The Has Fallen trilogy is the only trilogy to have a different studio produce each installment. That should give you a clue as to how the latest one will turn out. The studios didn’t want it. We didn’t want it. So why why was this smarmy thriller even made?
The answer is money. For those of you who pay to see deep voices rattle off shallow dialogue, as well as watch macho men do macho things, than this is the series for you. For the rest of us, however, most of it’s pretty dumb. The problem is that the franchise has passed its expiration date without adding different ingredients to spice things up.
Olympus Has Fallen was Die Hard in the White House. London Has Fallen was Die Hard in London. And Angel Has Fallen is Die Hard in West Virginia. As you can see, it’s repetitive. How many times can the President really need saving?
Gerard Butler returns as the good guy. He’s saved the President twice, but now he’s trying to save his family life. Despite an unswerving adoration for his wife (Piper Perabo) and kid, being the “guardian angel” of Morgan Freeman (President) takes up a lot of time and energy.
The first time we see Butler’s Mike Banning, he has an “I’m too old for this stuff” look in his eyes. That doesn’t stop him from beating everyone up in paintball training, though. But it does make him consider taking a desk job. Early on we learn that Banning has developed PTSD and a pain killer addiction thanks to the injuries he suffered in the past two films. “You’re a disaster waiting to happen” says his doctor.
The movie itself is a disaster waiting to happen, too. Director Ric Roman Waugh’s first mistake was trading muscle for dramatic weight. Butler may have a chiseled face worthy of Mount Rushmore, but conveying emotions isn’t his strong suit. Watching him wince in pain is like watching someone struggle with constipation. The crowd at my screening couldn’t help but laugh out loud during one of his breakdowns on a fishing boat. He’s there protecting the President. And before you can say “not again…” the two are being attacked by bird-like drones.
The rest of the plot is easy to describe but hard to escape. Banning is framed for the air strike, since everyone’s already forgotten he’s saved the world twice, I guess? Now he’s on the run The Fugitive style. Only, this isn’t The Fugitive. This has none of the pounding suspense seen in that 1993 hit. Nor does it have the restraint seen in Andrew Davis’ man-on-the-run script. Just because you’re working with a frantic subject doesn’t mean you have to make a frantic work of art.
Still, it’s impossible to confuse this as something trying to be restrained. In Chicken Little the sky was falling. Here, the whole damn world is falling, and falling apart. Why? Because of (another!) conspiracy theory in the White House. Also because the $80 million dollar budget seems to have been spent on seat-rattling explosions and ear-splitting gun shots. It definitely wasn’t spent on the screenwriters. The twists here are so obvious they shouldn’t even constitute as twists – these bad guys might as well be wearing name tags.

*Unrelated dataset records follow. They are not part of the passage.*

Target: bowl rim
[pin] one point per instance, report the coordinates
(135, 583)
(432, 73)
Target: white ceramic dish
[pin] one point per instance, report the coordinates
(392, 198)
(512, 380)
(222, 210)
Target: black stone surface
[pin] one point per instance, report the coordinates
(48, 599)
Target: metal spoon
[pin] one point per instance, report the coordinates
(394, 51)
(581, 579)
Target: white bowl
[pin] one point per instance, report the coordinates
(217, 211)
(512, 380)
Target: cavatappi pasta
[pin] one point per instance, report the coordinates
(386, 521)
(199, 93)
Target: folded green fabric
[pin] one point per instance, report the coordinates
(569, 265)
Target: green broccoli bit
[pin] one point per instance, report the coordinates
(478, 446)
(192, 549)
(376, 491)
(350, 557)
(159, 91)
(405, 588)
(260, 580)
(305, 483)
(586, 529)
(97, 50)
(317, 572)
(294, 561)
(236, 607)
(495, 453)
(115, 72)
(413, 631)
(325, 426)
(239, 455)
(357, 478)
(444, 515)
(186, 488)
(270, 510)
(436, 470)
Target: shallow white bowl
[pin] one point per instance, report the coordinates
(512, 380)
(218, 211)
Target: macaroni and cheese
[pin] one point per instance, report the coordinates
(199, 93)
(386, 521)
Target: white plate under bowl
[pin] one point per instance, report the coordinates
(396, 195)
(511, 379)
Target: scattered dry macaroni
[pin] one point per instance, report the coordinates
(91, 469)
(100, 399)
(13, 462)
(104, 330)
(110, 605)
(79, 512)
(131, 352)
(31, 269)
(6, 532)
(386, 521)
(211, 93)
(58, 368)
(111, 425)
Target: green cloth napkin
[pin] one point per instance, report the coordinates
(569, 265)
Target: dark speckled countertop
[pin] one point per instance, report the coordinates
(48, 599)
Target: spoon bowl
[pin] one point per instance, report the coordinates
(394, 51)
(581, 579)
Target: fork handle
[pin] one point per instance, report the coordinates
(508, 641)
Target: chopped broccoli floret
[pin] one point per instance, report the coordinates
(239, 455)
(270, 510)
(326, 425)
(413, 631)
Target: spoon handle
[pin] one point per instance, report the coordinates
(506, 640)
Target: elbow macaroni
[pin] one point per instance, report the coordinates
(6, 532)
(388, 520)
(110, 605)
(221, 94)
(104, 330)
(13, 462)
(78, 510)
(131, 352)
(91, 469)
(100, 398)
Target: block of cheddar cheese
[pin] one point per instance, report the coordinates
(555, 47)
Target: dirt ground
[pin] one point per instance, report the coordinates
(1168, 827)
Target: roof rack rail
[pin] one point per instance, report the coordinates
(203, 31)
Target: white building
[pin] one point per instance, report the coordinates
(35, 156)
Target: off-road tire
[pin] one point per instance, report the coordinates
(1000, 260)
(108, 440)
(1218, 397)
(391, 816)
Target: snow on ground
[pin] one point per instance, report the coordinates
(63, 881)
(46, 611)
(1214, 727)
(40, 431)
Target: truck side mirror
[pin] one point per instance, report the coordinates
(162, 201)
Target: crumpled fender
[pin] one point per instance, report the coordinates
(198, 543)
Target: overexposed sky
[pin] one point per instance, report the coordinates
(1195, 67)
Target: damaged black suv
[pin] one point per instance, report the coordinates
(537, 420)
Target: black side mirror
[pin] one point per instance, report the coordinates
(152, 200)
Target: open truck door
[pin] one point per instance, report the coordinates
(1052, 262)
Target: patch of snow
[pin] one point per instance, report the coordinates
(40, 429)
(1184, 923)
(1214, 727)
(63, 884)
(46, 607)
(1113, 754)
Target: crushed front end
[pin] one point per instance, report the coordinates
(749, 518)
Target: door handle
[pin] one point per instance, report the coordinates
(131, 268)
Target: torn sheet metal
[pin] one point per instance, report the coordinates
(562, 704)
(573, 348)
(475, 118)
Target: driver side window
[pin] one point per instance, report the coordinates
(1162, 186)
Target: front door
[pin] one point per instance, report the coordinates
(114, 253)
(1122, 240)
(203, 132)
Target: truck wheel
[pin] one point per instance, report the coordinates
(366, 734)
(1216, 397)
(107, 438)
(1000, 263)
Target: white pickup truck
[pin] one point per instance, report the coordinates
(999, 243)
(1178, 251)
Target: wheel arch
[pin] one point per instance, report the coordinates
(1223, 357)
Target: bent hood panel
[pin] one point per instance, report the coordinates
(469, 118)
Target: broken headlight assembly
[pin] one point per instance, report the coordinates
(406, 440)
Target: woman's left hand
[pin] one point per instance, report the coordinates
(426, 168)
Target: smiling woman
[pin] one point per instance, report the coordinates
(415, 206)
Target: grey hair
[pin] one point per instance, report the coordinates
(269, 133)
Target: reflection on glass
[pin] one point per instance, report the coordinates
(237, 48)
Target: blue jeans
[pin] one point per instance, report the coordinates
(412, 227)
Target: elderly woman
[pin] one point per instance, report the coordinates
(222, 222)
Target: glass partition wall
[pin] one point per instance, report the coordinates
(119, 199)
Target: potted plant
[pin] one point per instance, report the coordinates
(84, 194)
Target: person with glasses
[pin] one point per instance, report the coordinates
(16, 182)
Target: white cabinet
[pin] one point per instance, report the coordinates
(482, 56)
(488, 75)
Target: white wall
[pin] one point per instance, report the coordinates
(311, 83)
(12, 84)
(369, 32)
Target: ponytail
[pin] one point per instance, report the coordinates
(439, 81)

That’s not to say it doesn’t have its explosive moments. A car chase with a semi-truck is semi-comprehensible, even if the green screen sticks out like a blown off thumb. Another example takes place at an emergency shelter worthy of Dwight Schrute’s praise. Banning is hiding out with his geezer dad (Nick Nolte) in the forest. He’s one of those “birds aren’t real” types, but he is capable when it comes to explosives. When a team of 100 or so mercenaries come to his neck of the woods, it’s the rated R version of Home Alone.
The warmth of this father-son duo is almost enough to light up the grey skies that surround them. Until it isn’t. Like everything else in the movie, that flowering friendship gets drowned out by the repetitive action. Even so, it wasn’t enough to drown out the most misplaced anti-war message ever shown on film. It’s alarming to see something like this – stacking up bodies to sell tickets – teach us a lesson in politics and war. Imagine if your D.A.R.E teacher was giving a lesson on the dangers of drugs while lighting up a crack pipe. It just doesn’t make sense. Can this series do anything right?
At least the first film had the benefit of being new. By now though, Angel Has Fallen seems as chapfallen as the hero at its center. Banning has spent three movies taking beatings and giving beatings, giving beatings and taking beatings, without being given much else to do. Yet he always comes out alive and ready for the sequel. How much more can he take? How much more can we take? It isn’t a spoiler to say that they’ve teed this up for a fourth despite Butler’s exhaustion. The presumable title to that one might look like: Gerard Butler Has Fallen: Natural Causes.
Angel Has Fallen is a galumphing installment to a galumphing action franchise. With a hero who's been beaten to a pulse, the next one could very well be called "Gerard Butler Has Fallen: Natural Causes."